覗き込んで見ると、ちょっとムスっとした表情になっている。シンジのコトに関しては一段と鋭いアスカはピンときた。

「あーーーーっ、シンジぃ。ひょっとして、ヤキモチ焼いてる?」

ぎくっ

「な、なに言ってんだよっ!そ、そんなこと知らないよっ。」

「えーーーー?ホントかしらぁぁぁーーー?」

ニヤニヤと笑いながら顔を覗き込むと、慌てたように足を速めるシンジ。アスカの顔がさらにニヤつく。

「ホ、ホントだよっ。」

「ホントぉぉぉ?ホントにホントぉぉぉ?」

「ホントだってば!」

「えへへー。」

さらにザバザバと足を速めるシンジ。組んだ腕を引っ張られるようになりながらも、嬉しそうな顔でついて行くアスカだった。

「この辺で、練習しよう。」

さきほどの男たちの姿が、完全に見えなくなった所まで来て、やっとシンジが足を止めた。

「はーーい。」

ニコニコとした笑顔で元気良く返事をする。もう、すっかり上機嫌のようだ。

そうしてしばらくの間、二人三脚で練習した2人。もともと飲み込みの早い方なのか、水さえ克服してしまえば、アスカもすぐにバタ足で泳げるようにまで上達していった。

バシャバシャバシャ

「ぷはっ。どうよシンジ。」

「すごいよアスカ。僕なんか、バタ足で泳げるようになるまで随分かかったのに。」

「ちょっとちょっとぉ、ニブチンのあんたと一緒にしないでくれるぅ?」

「ちぇっ、すぐにそうやって調子に乗るんだからなぁ。」

「あははっ、ごめんごめん。冗談よ、じょーだんっ。」

からかい、からかわれつつも、終始にこやかな時を過ごす2人。

「それよりシンジ、ノド乾いちゃった。休憩がてら、そこのカフェ行きましょ。」

レイが今いないのをチャンスとばかりに提案するアスカ。実は泳ぎの練習は布石で、こちらが本題だったりする。

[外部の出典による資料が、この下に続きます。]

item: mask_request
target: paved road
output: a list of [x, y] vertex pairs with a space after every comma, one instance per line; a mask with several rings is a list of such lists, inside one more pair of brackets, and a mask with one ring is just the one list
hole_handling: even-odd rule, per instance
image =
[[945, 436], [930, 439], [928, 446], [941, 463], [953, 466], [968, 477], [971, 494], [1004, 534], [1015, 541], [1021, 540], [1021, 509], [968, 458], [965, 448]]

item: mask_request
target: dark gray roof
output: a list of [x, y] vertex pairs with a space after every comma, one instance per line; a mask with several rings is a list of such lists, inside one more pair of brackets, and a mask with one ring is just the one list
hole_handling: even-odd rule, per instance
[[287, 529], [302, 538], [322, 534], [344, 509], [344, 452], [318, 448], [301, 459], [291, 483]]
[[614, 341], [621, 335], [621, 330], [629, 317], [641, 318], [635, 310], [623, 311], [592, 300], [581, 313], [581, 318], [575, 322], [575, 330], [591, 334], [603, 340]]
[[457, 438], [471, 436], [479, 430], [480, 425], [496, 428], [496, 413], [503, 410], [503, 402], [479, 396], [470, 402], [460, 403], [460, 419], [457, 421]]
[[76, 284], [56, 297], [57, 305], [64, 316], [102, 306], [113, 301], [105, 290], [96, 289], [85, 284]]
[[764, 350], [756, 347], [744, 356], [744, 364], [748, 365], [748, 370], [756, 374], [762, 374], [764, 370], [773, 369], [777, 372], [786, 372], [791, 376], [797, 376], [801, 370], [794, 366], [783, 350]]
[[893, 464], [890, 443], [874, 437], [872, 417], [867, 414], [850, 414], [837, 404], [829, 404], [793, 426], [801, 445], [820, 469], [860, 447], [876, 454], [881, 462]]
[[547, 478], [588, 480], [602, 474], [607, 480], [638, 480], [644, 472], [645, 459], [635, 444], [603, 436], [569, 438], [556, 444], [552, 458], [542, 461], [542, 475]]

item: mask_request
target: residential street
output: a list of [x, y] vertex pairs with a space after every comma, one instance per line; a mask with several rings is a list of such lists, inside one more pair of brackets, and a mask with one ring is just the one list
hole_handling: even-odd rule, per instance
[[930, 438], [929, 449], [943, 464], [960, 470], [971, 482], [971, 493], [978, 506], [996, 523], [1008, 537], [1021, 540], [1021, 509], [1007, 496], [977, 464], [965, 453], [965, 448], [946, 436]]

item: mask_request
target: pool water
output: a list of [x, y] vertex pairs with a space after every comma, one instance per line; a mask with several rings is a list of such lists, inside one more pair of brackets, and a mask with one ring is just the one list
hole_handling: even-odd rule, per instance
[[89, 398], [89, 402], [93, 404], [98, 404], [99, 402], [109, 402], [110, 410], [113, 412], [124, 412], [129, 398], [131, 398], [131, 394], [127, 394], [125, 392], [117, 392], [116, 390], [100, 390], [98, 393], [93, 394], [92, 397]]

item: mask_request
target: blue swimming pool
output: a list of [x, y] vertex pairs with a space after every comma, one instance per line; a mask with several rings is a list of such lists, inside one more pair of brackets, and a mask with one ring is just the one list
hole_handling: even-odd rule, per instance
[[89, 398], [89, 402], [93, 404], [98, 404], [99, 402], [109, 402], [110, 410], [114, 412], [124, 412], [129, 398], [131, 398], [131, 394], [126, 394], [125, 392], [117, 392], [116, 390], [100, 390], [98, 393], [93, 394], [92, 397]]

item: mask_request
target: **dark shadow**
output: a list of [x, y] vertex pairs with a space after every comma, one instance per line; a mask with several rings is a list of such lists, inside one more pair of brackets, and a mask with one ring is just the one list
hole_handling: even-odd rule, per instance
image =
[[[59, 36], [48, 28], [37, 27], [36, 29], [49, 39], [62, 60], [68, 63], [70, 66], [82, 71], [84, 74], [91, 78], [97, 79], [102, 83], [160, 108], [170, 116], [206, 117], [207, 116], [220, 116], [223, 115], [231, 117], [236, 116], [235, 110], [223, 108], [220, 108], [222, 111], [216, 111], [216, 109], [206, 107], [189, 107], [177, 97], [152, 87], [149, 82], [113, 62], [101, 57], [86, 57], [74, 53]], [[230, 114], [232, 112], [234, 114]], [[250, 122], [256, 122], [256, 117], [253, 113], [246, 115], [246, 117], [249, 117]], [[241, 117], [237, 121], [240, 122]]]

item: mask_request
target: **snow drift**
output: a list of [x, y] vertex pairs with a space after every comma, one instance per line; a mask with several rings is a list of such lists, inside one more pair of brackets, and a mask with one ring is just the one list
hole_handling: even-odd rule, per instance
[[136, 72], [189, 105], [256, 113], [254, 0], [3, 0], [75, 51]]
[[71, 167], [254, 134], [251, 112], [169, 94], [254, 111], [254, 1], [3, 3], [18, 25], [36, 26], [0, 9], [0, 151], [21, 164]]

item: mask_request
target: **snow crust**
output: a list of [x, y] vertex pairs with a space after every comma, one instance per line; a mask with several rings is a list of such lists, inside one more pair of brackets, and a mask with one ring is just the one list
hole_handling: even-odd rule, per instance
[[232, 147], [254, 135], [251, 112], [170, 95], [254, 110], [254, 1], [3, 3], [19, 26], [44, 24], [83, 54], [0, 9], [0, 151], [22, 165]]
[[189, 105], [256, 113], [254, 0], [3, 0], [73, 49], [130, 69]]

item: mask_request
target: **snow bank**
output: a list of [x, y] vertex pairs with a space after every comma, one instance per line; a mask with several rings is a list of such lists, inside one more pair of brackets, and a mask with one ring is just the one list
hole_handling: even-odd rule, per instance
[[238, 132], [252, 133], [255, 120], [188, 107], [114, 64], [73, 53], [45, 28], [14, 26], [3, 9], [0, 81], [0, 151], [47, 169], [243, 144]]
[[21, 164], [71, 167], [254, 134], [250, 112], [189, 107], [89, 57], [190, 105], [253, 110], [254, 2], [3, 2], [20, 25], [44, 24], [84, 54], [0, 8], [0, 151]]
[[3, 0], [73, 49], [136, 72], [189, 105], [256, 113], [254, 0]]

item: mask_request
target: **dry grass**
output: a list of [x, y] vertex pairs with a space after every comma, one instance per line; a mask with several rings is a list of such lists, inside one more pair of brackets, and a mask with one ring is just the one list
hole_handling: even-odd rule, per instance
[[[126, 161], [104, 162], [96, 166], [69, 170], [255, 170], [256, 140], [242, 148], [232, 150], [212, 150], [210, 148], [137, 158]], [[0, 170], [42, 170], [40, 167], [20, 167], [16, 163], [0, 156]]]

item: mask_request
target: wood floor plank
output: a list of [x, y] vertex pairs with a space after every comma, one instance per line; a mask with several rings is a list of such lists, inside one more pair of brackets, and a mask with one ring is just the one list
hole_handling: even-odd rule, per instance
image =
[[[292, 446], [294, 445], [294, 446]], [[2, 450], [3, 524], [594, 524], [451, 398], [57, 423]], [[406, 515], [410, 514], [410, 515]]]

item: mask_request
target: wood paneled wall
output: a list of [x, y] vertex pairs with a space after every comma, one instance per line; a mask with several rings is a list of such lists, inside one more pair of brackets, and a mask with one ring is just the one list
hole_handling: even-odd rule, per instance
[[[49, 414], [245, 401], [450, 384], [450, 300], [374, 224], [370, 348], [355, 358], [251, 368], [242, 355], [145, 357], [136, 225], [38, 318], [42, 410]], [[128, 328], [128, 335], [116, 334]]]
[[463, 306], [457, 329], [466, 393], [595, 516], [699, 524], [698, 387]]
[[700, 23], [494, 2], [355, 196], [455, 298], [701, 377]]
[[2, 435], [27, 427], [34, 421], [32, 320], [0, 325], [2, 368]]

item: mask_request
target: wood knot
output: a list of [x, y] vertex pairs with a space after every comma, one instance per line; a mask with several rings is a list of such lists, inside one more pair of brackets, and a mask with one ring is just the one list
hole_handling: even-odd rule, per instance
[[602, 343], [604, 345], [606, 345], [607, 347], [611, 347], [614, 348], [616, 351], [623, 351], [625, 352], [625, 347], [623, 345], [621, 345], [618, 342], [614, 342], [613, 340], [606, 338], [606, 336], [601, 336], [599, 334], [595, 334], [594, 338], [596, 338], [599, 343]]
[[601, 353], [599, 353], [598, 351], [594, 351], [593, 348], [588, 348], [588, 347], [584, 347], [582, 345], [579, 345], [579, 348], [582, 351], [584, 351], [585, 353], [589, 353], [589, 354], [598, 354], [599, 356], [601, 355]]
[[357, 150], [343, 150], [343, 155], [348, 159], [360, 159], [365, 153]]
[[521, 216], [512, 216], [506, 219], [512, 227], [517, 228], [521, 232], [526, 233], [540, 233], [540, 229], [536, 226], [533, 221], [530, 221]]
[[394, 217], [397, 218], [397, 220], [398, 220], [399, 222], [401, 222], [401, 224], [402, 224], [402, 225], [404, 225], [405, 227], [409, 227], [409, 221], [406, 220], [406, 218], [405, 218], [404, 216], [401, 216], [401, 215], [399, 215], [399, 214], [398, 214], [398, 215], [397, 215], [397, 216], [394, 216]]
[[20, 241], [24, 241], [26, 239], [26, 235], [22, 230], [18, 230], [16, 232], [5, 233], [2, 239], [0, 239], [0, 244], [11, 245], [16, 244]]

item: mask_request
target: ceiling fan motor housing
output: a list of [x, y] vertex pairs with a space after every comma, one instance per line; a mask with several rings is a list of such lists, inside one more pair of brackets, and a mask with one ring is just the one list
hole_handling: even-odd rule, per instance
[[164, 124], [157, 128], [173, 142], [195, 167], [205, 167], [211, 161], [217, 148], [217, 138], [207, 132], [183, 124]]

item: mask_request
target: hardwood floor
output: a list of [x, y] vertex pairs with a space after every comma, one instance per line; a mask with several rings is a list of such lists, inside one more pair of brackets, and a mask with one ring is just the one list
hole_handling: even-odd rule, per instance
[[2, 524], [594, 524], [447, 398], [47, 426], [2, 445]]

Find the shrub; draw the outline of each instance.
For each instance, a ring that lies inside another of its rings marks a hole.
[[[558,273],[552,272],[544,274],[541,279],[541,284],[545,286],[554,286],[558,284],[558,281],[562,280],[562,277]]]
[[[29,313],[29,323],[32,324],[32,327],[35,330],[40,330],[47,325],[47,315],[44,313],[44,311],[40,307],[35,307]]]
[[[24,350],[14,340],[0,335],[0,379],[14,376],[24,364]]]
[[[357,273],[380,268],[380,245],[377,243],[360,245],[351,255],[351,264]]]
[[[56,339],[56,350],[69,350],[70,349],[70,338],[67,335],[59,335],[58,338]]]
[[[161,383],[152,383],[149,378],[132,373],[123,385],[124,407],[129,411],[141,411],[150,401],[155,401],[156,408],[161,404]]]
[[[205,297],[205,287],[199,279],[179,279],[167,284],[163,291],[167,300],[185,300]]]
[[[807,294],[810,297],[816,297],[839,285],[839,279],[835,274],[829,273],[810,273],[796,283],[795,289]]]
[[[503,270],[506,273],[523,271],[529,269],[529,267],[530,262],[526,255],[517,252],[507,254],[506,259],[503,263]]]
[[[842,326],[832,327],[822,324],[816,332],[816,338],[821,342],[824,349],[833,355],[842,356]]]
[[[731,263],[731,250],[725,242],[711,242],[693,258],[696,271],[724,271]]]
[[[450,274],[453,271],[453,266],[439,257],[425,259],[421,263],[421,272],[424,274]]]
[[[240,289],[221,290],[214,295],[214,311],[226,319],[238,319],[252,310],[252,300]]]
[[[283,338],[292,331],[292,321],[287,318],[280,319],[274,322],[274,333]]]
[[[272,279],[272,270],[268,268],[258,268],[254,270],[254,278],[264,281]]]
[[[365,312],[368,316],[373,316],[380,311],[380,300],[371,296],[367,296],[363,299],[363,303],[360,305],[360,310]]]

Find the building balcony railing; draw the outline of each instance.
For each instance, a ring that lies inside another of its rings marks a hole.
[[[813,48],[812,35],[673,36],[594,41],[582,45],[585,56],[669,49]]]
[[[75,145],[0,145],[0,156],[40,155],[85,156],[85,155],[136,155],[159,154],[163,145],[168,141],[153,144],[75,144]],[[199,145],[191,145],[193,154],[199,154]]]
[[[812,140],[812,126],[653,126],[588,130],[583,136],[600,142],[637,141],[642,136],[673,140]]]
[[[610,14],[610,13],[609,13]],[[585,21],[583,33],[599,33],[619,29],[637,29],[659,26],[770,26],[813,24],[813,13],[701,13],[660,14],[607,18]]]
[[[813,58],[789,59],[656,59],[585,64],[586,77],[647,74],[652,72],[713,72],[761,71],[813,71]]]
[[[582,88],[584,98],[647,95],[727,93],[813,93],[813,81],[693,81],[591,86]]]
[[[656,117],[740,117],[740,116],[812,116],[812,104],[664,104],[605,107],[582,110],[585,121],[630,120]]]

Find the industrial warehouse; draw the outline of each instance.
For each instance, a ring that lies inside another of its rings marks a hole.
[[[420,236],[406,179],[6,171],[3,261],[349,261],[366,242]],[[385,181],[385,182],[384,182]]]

「いいけど、綾波がまだ戻って来てないから、どうしよう。」

「そんなん、いいからいいから。」

「いや、でも、迷子になったりでもしたら・・・。」

願わくば、そうなって欲しいのよ。という本心は喉元に留めておいて、グイグイと腕を引っ張ってビーチを出ていく。

「ほら、すぐそこのオープンカフェだから大丈夫よ。」

有無を言わさず、ニコニコ顔でシンジをビーチの近くにある園内のオープンカフェの椅子にグイっと座らせた後、正面にあった椅子を移動させてシンジの右隣りにぴったりと寄り添う。この間わずか30秒。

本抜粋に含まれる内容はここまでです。